A family is grieving after a fatal car accident on southbound i-95 in Miami. A two-year-old girl was killed and her five-year-old sister suffered catastrophic injuries. Neither of the girls was in a car seat at the time of the crash. In fact, there were no car seats in the car, at all.
Car Seats Reduce Risk of Injury, Death In an Accident
More than 120,000 children are injured in car accidents every year. Car seats play a critical role in limiting the number of kids who are included in this statistic. Studies show that using a car seat – and using it properly – can reduce the risk of injury or death in a crash by as much as 70 percent.
Specifically, infants under 12 months of age are 70 percent less likely to die in a crash when secured into a car seat properly. Car seats are slightly less effective in protecting toddlers, reducing the risk of death by 54 percent.
Since car seats were first introduced, the number of infants and toddlers killed in car accidents every year has dropped significantly. Cars are built to transport adults, not children. Kids need extra protection when traveling in large vehicles.
However, car seats can only offer protection when they’re utilized.

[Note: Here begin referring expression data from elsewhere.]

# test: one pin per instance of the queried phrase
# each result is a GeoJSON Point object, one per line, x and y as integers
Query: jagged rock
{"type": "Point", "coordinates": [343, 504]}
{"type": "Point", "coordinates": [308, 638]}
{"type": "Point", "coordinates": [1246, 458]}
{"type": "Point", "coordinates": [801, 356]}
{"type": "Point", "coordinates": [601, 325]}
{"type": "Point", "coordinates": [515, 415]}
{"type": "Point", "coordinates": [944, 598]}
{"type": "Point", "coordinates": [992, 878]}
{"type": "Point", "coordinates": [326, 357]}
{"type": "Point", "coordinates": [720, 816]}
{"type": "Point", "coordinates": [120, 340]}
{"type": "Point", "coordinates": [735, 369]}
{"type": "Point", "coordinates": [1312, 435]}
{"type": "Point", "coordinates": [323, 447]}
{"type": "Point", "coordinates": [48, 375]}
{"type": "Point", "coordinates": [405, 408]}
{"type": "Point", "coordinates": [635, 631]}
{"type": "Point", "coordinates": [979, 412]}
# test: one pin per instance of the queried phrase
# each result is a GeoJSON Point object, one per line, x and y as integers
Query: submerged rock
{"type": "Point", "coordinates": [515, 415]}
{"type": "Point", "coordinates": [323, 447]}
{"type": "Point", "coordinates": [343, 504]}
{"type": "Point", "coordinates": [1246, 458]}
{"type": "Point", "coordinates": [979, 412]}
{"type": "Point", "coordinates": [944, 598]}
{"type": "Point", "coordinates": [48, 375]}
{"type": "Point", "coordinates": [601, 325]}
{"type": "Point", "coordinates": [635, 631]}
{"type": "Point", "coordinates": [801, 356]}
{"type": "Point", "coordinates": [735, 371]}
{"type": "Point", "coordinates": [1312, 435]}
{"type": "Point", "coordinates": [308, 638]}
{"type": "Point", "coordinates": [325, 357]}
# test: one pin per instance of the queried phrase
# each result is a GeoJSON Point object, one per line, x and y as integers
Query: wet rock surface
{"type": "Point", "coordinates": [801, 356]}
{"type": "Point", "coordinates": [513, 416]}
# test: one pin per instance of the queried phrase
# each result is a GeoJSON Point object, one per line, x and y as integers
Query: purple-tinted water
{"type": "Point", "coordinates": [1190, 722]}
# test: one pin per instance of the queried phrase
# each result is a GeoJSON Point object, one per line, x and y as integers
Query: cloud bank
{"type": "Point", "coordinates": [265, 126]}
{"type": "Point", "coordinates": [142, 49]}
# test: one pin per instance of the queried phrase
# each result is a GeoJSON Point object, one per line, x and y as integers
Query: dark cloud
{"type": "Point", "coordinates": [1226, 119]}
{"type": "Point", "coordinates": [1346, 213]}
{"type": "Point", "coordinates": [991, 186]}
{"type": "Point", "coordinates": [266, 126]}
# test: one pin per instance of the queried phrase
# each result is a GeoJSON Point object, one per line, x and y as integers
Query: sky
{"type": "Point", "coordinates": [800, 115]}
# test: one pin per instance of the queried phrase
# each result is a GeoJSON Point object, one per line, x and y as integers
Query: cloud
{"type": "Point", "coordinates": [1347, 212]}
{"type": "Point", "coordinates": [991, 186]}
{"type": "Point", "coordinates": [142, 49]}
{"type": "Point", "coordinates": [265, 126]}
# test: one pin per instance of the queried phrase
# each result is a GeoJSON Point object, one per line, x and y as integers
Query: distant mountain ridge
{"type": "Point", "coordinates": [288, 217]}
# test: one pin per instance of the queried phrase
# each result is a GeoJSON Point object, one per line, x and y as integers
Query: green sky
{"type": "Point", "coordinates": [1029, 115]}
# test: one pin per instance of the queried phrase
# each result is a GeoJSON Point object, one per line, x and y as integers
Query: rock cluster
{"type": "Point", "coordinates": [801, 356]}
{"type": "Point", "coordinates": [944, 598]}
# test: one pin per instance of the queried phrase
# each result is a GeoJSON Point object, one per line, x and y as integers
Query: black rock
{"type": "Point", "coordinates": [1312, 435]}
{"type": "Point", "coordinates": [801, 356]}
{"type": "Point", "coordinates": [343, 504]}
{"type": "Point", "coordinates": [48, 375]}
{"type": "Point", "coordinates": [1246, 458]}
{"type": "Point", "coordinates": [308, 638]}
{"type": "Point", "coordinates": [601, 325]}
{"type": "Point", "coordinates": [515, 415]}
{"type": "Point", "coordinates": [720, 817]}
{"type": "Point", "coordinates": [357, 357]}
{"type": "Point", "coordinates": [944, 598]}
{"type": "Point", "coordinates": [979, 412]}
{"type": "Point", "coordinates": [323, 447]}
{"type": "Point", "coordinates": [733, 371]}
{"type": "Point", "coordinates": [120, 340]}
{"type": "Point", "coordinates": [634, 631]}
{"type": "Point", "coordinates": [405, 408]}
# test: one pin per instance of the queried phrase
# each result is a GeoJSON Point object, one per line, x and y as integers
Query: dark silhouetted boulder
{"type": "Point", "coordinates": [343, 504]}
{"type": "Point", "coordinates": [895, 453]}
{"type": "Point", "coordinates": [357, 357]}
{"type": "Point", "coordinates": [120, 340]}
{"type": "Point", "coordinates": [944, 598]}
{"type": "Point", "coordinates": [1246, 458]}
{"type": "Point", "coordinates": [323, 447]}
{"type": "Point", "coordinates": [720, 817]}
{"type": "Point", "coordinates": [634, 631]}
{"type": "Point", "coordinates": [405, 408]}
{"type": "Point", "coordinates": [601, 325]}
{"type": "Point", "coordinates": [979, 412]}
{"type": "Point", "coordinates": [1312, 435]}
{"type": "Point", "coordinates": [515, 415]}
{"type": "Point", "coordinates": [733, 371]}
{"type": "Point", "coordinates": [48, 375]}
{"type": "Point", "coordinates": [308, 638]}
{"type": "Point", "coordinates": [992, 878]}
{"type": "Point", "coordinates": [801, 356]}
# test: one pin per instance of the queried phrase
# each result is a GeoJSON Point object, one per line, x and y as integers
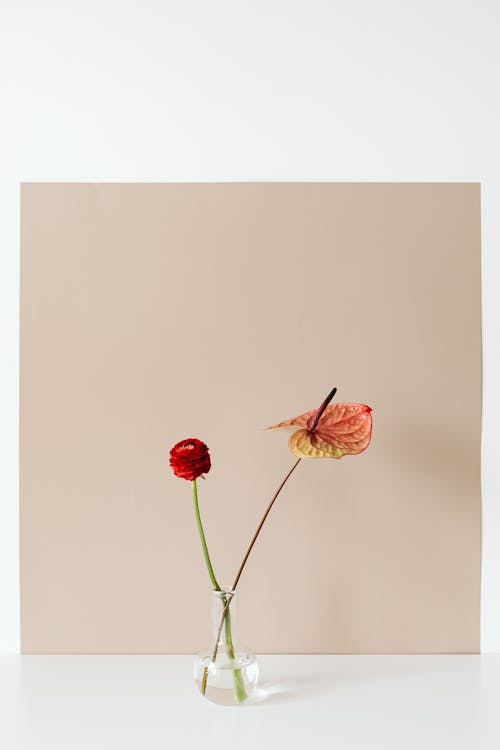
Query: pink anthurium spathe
{"type": "Point", "coordinates": [330, 432]}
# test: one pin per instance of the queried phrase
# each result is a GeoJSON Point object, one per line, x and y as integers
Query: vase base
{"type": "Point", "coordinates": [225, 685]}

As Miami personal injury lawyers, we often see cases where a car seat was not used or improperly used, resulting in catastrophic consequences.

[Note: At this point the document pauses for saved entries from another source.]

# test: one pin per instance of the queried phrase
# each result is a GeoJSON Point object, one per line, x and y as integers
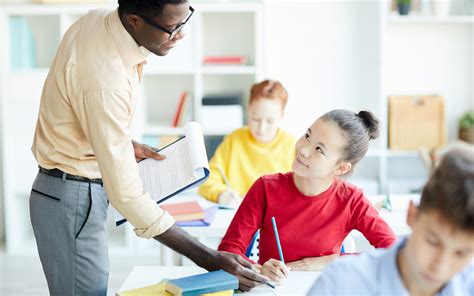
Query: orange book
{"type": "Point", "coordinates": [179, 110]}
{"type": "Point", "coordinates": [184, 211]}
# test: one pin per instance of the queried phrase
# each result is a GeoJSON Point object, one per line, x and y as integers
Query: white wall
{"type": "Point", "coordinates": [327, 55]}
{"type": "Point", "coordinates": [2, 219]}
{"type": "Point", "coordinates": [435, 63]}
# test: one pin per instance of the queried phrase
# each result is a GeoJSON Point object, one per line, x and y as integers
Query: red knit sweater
{"type": "Point", "coordinates": [308, 226]}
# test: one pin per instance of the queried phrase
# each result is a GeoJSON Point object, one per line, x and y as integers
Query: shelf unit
{"type": "Point", "coordinates": [354, 54]}
{"type": "Point", "coordinates": [33, 33]}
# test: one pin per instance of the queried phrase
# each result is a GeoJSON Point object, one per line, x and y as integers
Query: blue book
{"type": "Point", "coordinates": [209, 282]}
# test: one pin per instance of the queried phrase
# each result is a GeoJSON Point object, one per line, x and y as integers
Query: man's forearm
{"type": "Point", "coordinates": [180, 241]}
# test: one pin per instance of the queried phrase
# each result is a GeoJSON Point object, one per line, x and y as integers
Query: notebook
{"type": "Point", "coordinates": [210, 282]}
{"type": "Point", "coordinates": [184, 211]}
{"type": "Point", "coordinates": [184, 167]}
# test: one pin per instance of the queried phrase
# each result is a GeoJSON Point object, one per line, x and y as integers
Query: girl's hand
{"type": "Point", "coordinates": [229, 198]}
{"type": "Point", "coordinates": [312, 263]}
{"type": "Point", "coordinates": [275, 270]}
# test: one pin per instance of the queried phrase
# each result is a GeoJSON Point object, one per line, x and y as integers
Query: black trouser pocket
{"type": "Point", "coordinates": [46, 195]}
{"type": "Point", "coordinates": [89, 195]}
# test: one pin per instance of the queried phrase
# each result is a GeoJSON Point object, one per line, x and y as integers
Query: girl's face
{"type": "Point", "coordinates": [319, 152]}
{"type": "Point", "coordinates": [264, 119]}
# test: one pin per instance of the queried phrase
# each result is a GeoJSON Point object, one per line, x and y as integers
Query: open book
{"type": "Point", "coordinates": [184, 167]}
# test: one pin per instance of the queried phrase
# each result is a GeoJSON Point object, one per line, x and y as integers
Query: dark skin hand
{"type": "Point", "coordinates": [180, 241]}
{"type": "Point", "coordinates": [143, 151]}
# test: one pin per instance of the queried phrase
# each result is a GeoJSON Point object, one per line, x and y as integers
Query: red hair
{"type": "Point", "coordinates": [269, 89]}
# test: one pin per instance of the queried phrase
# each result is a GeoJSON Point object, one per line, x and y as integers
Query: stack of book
{"type": "Point", "coordinates": [214, 283]}
{"type": "Point", "coordinates": [184, 211]}
{"type": "Point", "coordinates": [190, 213]}
{"type": "Point", "coordinates": [225, 60]}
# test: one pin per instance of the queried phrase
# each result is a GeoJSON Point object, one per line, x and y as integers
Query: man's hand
{"type": "Point", "coordinates": [312, 263]}
{"type": "Point", "coordinates": [144, 151]}
{"type": "Point", "coordinates": [180, 241]}
{"type": "Point", "coordinates": [247, 274]}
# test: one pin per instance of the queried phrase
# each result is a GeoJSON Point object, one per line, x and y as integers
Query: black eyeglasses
{"type": "Point", "coordinates": [173, 32]}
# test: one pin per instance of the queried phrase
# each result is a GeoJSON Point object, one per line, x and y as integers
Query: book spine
{"type": "Point", "coordinates": [179, 110]}
{"type": "Point", "coordinates": [237, 60]}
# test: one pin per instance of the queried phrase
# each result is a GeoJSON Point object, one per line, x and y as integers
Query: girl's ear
{"type": "Point", "coordinates": [343, 168]}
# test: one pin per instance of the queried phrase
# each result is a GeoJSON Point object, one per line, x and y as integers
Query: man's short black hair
{"type": "Point", "coordinates": [450, 190]}
{"type": "Point", "coordinates": [150, 8]}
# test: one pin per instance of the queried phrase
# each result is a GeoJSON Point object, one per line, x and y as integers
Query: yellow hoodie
{"type": "Point", "coordinates": [243, 159]}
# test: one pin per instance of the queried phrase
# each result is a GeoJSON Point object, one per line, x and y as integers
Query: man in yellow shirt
{"type": "Point", "coordinates": [252, 151]}
{"type": "Point", "coordinates": [86, 155]}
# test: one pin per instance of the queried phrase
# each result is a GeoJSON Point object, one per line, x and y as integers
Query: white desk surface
{"type": "Point", "coordinates": [211, 235]}
{"type": "Point", "coordinates": [297, 283]}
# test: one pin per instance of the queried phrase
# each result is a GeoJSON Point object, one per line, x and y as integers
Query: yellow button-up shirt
{"type": "Point", "coordinates": [86, 108]}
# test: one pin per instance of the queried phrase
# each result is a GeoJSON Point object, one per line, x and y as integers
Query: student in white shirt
{"type": "Point", "coordinates": [437, 259]}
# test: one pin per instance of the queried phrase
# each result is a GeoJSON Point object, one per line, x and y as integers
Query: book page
{"type": "Point", "coordinates": [184, 167]}
{"type": "Point", "coordinates": [185, 163]}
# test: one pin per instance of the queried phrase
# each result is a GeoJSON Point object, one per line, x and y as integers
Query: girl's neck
{"type": "Point", "coordinates": [312, 187]}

Florida Law Mandates Car Seats For
Every state in the country has mandatory car seat laws. In Florida, any child five years of age or younger must be buckled into a car seat when a car is in motion. Not any car seat will do. The seat, or child restraint device, must be crash tested and federally approved.
Florida has different laws that apply to children of different ages.

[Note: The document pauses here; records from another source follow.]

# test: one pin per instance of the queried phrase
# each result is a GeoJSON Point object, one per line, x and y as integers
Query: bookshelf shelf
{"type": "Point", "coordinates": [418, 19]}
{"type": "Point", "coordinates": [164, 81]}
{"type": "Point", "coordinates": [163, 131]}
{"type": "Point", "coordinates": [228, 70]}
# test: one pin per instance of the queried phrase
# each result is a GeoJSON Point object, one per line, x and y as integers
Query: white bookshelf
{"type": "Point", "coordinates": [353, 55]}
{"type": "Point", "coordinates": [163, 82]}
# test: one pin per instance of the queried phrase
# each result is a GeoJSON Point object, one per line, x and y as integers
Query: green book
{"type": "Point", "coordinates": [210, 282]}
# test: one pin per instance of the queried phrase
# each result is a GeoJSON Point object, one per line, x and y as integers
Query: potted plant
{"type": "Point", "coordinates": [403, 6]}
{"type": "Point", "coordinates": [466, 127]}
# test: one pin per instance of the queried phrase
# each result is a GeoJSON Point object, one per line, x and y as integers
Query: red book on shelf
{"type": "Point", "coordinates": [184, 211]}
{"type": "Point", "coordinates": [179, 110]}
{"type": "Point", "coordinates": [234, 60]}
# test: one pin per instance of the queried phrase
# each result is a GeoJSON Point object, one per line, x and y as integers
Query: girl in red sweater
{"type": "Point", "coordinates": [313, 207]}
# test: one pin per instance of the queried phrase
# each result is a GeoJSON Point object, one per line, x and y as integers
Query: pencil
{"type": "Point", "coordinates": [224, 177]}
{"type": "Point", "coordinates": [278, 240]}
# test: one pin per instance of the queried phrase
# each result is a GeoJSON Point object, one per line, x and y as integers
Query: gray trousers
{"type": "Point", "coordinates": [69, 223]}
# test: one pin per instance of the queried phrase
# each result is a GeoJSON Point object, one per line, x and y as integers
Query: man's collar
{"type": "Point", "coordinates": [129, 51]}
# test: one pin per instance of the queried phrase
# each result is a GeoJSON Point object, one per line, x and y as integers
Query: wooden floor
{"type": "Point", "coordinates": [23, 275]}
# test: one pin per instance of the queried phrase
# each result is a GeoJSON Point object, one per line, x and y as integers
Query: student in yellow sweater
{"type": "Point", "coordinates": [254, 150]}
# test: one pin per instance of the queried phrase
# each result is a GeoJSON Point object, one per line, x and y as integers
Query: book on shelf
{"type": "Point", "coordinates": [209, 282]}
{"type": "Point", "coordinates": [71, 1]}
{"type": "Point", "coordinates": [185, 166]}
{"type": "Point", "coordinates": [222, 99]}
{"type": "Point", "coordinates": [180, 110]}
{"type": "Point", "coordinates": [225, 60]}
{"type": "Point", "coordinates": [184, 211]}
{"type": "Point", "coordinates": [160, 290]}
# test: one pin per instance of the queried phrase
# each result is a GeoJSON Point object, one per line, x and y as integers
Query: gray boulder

- Newborns to 3 years of age: Must be in a full car seat that is not part of the vehicle.
- Four and five-year-olds: Must be in a booster seat, which can be separate from the car or part of the design.
The National Highway Safety Administration (NHTSA) and the American Academy of Pediatrics (AAP) offer car seat recommendations to maximize the safety of young children. These organizations suggest that young children remain rear-facing until they outgrow the height and weight limitations of their car seats.
Some states have embraced these recommendations and integrated into their car seat safety laws. Florida is not one of these states. Instead, state law simply requires that vehicles are equipped with proper car seats and that children of a certain age use them. Florida car seat laws also don’t apply if a child is being transported in exchange for money by someone who isn’t related or in a medical emergency situation.
Consequences For Ignoring Florida Car Seat Laws
Drivers have a responsibility to make sure that they’re young passengers are securely fastened into appropriate child restraint devices. Since car seat laws are primary offenses, police can stop a vehicle even if the driver commits no other traffic violations.
Violating Florida child restraint requirements can result in three points on your license. Alternatively, drivers can opt, with the Court’s permission, to complete a child restraint safety program.
A driver who fails to comply with Florida State law can also be considered negligent per se in the event of an accident. Negligence per se can be used as the grounds for liability in a Miami personal injury lawsuit.
Here, the driver responsible for the two young girls didn’t have them strapped into car seats. She also didn’t have car seats in the vehicle, at all. The girl’s family can point to this violation of Florida law and demand compensation for the harm they’ve endured because of the accident.